Closed jchiang87 closed 5 years ago
You'll need a local copy of the opsim_db file to use it.
I'm probably going to build a singularity image to play around with this a little and see how it works. My understanding is that what this code is designed to do is look at the geometry for DC2 and only append detectors to the sensor list IF they are within that geometry.
I'm guessing at this point we do not need to check that objects >= minsource to proceed with analysis if this works, though I think this does mean that we will be including quite a bit of edge sensors on the first pass that would not have sufficient objects (e.g. one or two corners in the simulation space because most of the detector is off the side). I'll do some testing though to see how much the two methods vary.
We can add an exclusion region just inside the simulation region border to effectively reduce the simulation area to avoid sensors on the edge with small overlap with the actual simulation region. The range checks in the Run20Region.contains
method would just need some modification.
@danielsf If you have time, could you have a look at the trim_sensors.py
script please? It's intended to find all sensors for a given visit that have any overlap with the DC2 WFD region. Thanks!
If I may be paranoid: trim_sensors
won't catch the case where the corner of the cosmoDC2 region is inside a sensor, but no corners of the sensor are inside the cosmoDC2 region. Obviously, if that happens, we won't lose much area by not simulating the sensor. If we actually care, we could just run the same if any([contains(*corner)...

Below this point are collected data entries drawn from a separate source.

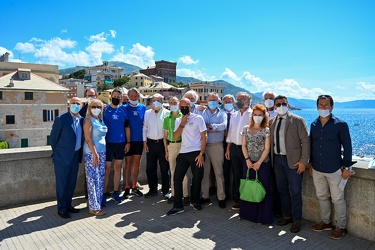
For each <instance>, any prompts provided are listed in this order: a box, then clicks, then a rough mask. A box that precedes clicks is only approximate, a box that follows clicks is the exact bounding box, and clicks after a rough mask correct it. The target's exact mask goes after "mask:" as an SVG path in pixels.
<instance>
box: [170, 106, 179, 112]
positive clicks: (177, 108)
mask: <svg viewBox="0 0 375 250" xmlns="http://www.w3.org/2000/svg"><path fill="white" fill-rule="evenodd" d="M170 109H171V111H172V112H177V111H178V105H172V106H170Z"/></svg>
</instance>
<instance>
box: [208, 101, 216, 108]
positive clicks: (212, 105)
mask: <svg viewBox="0 0 375 250" xmlns="http://www.w3.org/2000/svg"><path fill="white" fill-rule="evenodd" d="M208 108H209V109H211V110H213V109H216V108H217V101H211V102H208Z"/></svg>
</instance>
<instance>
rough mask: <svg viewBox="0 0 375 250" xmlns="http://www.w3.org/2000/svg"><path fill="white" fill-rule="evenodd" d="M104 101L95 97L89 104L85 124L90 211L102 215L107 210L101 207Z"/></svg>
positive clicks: (101, 191)
mask: <svg viewBox="0 0 375 250" xmlns="http://www.w3.org/2000/svg"><path fill="white" fill-rule="evenodd" d="M103 106H104V104H103V103H102V101H100V100H98V99H94V100H93V101H91V102H90V103H89V105H88V109H87V113H86V118H85V121H84V124H83V132H84V135H85V143H84V146H83V153H84V159H85V170H86V182H87V193H88V206H89V213H90V214H93V215H96V216H101V215H104V214H105V212H104V211H103V210H102V209H101V201H102V196H103V189H104V173H105V161H106V143H105V135H106V133H107V126H106V125H105V124H104V122H103V115H102V113H103Z"/></svg>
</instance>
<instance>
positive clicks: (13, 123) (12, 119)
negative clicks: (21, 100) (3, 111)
mask: <svg viewBox="0 0 375 250" xmlns="http://www.w3.org/2000/svg"><path fill="white" fill-rule="evenodd" d="M5 123H6V124H16V118H15V116H14V115H7V116H5Z"/></svg>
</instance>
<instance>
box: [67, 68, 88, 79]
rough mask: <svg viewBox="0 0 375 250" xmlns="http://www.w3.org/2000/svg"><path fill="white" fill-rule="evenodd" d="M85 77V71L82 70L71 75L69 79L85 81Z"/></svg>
mask: <svg viewBox="0 0 375 250" xmlns="http://www.w3.org/2000/svg"><path fill="white" fill-rule="evenodd" d="M84 77H85V69H80V70H78V71H76V72H74V73H71V74H70V75H69V78H74V79H83V78H84Z"/></svg>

test testing if the corners of cosmoDC2 fall inside the sensor. That may be a lot slower thought, and we're probably not talking about a lot of visits.
Thanks, Scott. I'm thinking we wouldn't care if we missed the occasional sensor on the corner, but a work around that might not be too slow would be to consider the box aligned in RA, DEC that contained each sensor, e.g., bounded by the min/max RA/DEC values, and we just check if the simulation region corners were within those bounds. We'd get the occasional "extra" corner sensor, but we wouldn't miss any, and it would be relatively cheap to compute.
Sounds good to me
Just to add in a quick comment - it runs blistering faster on the log-in node compared to the old version. I think a bit of slowdown should be perfectly reasonable to deal with, if it catches some of these missing corners.
@villarrealas How are you using or planning to use the new trim_sensors.py
code? We should merge this branch or close it. If the latter, then I plan to move the trim_sensors.py module elsewhere (which we may want to do anyway) so that Tom can use it in the phosim pipeline.
Sorry for not getting to this sooner. We should get this merged ASAP for the workflow. I think the only thing that needs to be changed is this modification to instcat_trimmer, which is basically just deleting a large chunk of no longer relevant code. I am going to resolve that conflict and merge.
@villarrealas This finds the sensors that have at least one corner within the nominal simulation region. See https://docs.google.com/document/d/18nNVImxGioQ3tcLFMRr67G_jpOzCIOdar9bjqChueQg/edit for the definition of the Run2.0 region.
Feel free to modify it. I haven't tested it against the current code.